The administrative volatility in the US probably makes the ground marginally more attractive for stables to exist
Use cases & open questions
A few use cases are emergent and I’m curious about
Liquidity & Settlement: making it easy to go fiat to onchain in local currency with instant settlement and 24/7/365 availability (lots of countries have a local instant rail like Brazil with Pix and India with UPI, but how that works in practice differs from rail to rail)
FX: enabling a fully realized onchain currency pair that sidesteps the fiat to USD[Insert Issuer Here] conversion
What are the local conditions that make a stablecoin make sense to build and reach scale in a particular country?
Is there room for a sovereign stablecoin if the country already has an instant rail? Are the presence of limits the constraint? Why would someone who lives there choose to hold the local currency in fiat vs. onchain? What advantages would need to exist.

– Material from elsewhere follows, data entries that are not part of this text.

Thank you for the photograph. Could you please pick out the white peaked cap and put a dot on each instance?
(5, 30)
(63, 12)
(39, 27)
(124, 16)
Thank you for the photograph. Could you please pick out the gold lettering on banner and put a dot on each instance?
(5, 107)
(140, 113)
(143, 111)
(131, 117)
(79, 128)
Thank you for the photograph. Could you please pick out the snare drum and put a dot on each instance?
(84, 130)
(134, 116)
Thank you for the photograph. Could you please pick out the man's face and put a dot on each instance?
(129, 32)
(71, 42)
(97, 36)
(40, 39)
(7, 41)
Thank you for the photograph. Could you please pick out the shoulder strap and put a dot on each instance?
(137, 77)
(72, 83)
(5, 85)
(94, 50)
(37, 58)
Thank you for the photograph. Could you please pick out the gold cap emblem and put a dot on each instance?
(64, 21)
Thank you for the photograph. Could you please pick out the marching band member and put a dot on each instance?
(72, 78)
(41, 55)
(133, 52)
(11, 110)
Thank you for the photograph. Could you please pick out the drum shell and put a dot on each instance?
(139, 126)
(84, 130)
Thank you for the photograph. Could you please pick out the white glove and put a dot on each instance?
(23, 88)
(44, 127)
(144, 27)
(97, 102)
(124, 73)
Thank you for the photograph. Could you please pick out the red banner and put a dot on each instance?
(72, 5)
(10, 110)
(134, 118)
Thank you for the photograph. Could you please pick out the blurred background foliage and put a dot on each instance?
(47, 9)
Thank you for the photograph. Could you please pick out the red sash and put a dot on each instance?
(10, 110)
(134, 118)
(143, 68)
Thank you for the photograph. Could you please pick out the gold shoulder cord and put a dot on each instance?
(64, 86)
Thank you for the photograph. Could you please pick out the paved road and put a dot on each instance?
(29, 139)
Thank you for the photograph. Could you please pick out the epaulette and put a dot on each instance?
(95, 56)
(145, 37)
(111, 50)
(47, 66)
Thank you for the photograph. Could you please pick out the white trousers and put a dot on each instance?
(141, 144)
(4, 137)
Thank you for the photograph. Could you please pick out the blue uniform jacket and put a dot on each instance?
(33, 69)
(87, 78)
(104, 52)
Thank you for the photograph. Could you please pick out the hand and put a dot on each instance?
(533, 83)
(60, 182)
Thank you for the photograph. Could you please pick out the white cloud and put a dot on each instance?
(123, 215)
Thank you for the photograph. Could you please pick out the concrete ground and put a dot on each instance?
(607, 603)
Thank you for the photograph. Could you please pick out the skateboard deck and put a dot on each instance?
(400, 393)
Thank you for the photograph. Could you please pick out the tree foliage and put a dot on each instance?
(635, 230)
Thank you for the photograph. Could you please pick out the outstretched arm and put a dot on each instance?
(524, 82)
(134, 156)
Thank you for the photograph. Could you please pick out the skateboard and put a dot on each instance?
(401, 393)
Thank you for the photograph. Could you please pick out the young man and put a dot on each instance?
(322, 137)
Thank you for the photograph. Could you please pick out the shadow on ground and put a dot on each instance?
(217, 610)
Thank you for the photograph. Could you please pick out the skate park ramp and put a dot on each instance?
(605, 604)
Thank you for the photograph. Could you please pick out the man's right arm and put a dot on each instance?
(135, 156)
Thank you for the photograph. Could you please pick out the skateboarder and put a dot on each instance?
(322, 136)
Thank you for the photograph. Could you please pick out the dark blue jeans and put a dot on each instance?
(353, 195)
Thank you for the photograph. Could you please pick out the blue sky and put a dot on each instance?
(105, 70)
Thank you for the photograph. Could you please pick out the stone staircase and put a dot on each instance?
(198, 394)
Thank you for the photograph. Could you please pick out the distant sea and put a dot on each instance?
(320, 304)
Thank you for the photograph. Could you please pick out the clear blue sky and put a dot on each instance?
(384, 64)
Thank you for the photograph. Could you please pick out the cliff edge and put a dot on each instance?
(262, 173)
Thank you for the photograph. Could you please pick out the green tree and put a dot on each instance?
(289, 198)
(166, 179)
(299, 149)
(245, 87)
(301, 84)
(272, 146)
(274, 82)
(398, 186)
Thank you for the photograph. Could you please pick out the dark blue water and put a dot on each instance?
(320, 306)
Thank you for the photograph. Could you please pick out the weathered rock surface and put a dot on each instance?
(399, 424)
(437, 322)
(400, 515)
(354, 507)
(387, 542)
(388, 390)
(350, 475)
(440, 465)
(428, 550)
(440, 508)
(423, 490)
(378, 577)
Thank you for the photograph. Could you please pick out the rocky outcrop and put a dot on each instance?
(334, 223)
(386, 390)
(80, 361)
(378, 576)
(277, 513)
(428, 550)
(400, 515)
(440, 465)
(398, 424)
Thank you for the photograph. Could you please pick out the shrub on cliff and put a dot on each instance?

What does the presence/absence of regulatory clarity do to the development of a sovereign stablecoin? Are the users primarily consumers, businesses, or institutional users?
Does yield get treated the same around the world? Do banks have the same fears around the world? What’s different and why?


> Does yield get treated the same around the world? Do banks have the same fears around the world? What’s different and why?
I think the case here that you might want to think about is how banks and their relationship to their local government institution. The basic difference I can think of is having a variable yield rate dependent on market conditions like a Money Market in USD vs a government who controls this, and sets rates (or manipulates the market).
Q4) Is there room for a sovereign stablecoin if the country already has an instant rail? Are the presence of limits the constraint? Why would someone who lives there choose to hold the local currency in fiat vs. onchain? What advantages would need to exist.
A4) Nigeria has an instant Stablecoin - however, with the FX restrictions in Nigeria, the Naira-based stablecoins exist as a way to build stablecoin liquidity for swaps, enable the importers and cross-border traders easier on/off ramps, as well as treasury management on chain. The NGN-based stablecoins also act as an easier way to acquire USD stablecoins for smaller players due to the FX volatility as they can easily stack stablecoins and then swap for USD-based ones when exporting, thus helping with their liquidity, especially if their incomes are in NGN and their expenses are one-time USD expenses.
Q6) Does yield get treated the same around the world? Do banks have the same fears around the world? What’s different and why?
A6) Yes. USD-based stablecoins have caused currency flight and volatility in Nigeria. - at least that's what the government believes. The existence of NGN-based Stables may quell those concerns.